Have they? VRR support in Linux is still a total crapshoot in my experience. VRR doesn't work at all with multiple displays in X.

[-] LoafyLemon@kbin.social 8 points 1 year ago

I switched to Wayland and everything has been working smoothly.

[-] Nilz@sopuli.xyz 4 points 1 year ago

Which DE? I am using Plasma and notice some weird things like flickering screen when I am playing YouTube videos in Fullscreen with VRR.

[-] Chickerino@feddit.nl 4 points 1 year ago

is this an nvidia moment?

[-] Zaphod@discuss.tchncs.de 2 points 1 year ago

I'm using Wayland KDE Plasma as well and have no issues (on an AMD GPU)
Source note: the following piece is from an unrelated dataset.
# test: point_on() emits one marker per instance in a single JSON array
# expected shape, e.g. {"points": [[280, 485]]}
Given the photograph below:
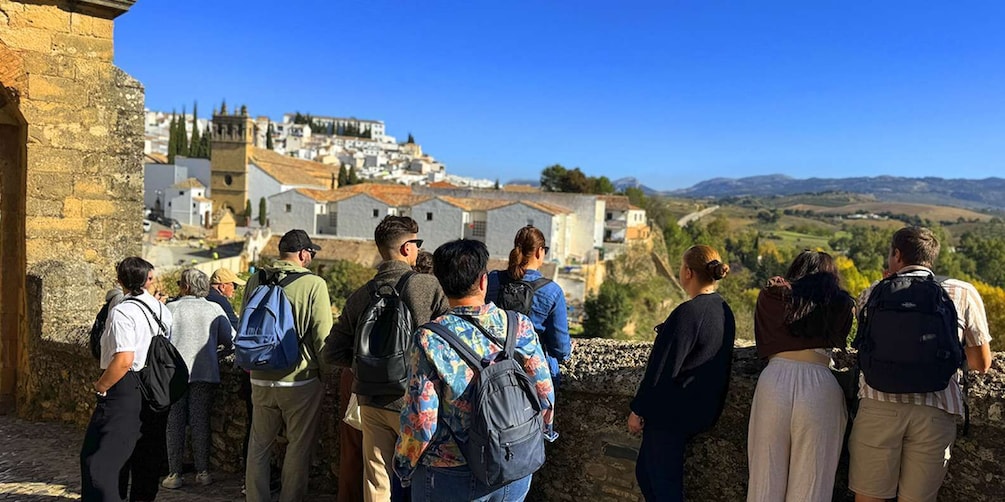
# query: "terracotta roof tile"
{"points": [[189, 184], [290, 171]]}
[-] PHLAK@lemmy.world 8 points 1 year ago

X is legacy software that just needs to die.

And don't even get me started on the window and compositing manager with the same name.

[-] ryannathans@lemmy.fmhy.net 4 points 1 year ago

Using x is the problem here

[-] MooseBoys@lemmy.world 3 points 1 year ago

Is this a joke? X can’t do VRR at all and I have yet to find a Wayland DE that doesn’t require a separate server pinned to each monitor. And neither support HDR.

[-] LoafyLemon@kbin.social 2 points 1 year ago* (last edited 1 year ago)

Xorg works fine with VRR on a single display although no one should use Xorg, it's legacy software and no longer in development.

Wayland VRR works out of the box with most popular DEs like KDE or Gnome.

HDR can be added to gamescope, but be aware it's still considered experimental.

AMD experience was nothing but flawless, only Nvidia was buggy due to their drivers, but they're preparing Wayland support soon.

[-] MooseBoys@lemmy.world 2 points 1 year ago* (last edited 1 year ago)

Wayland VRR works out of the box with most popular DEs like KDE or Gnome

Neither KDE nor GNOME even detect either of my 144Hz panels as capable of it. Logs indicate that amdgpu failed to parse their EDIDs. Forcing the mode with a kernel command option causes link training to fail altogether. Meanwhile, the exact same system, panels, and cables running Windows works perfectly.

AMD experience was nothing but flawless

See above. I’ve also tried NVDIA and had the same experience - neither HDR high-refresh panel are usable in Linux, but both work on Windows.

Plus there’s the fact that about 50% of the time, when the panels power off from idle, they never come back on. This is apparently a known issue on AMD that’s been around for years but nobody seems to care to fix - everyone just says to disable screen blanking.

And don’t even get me started on heterogenous DPI.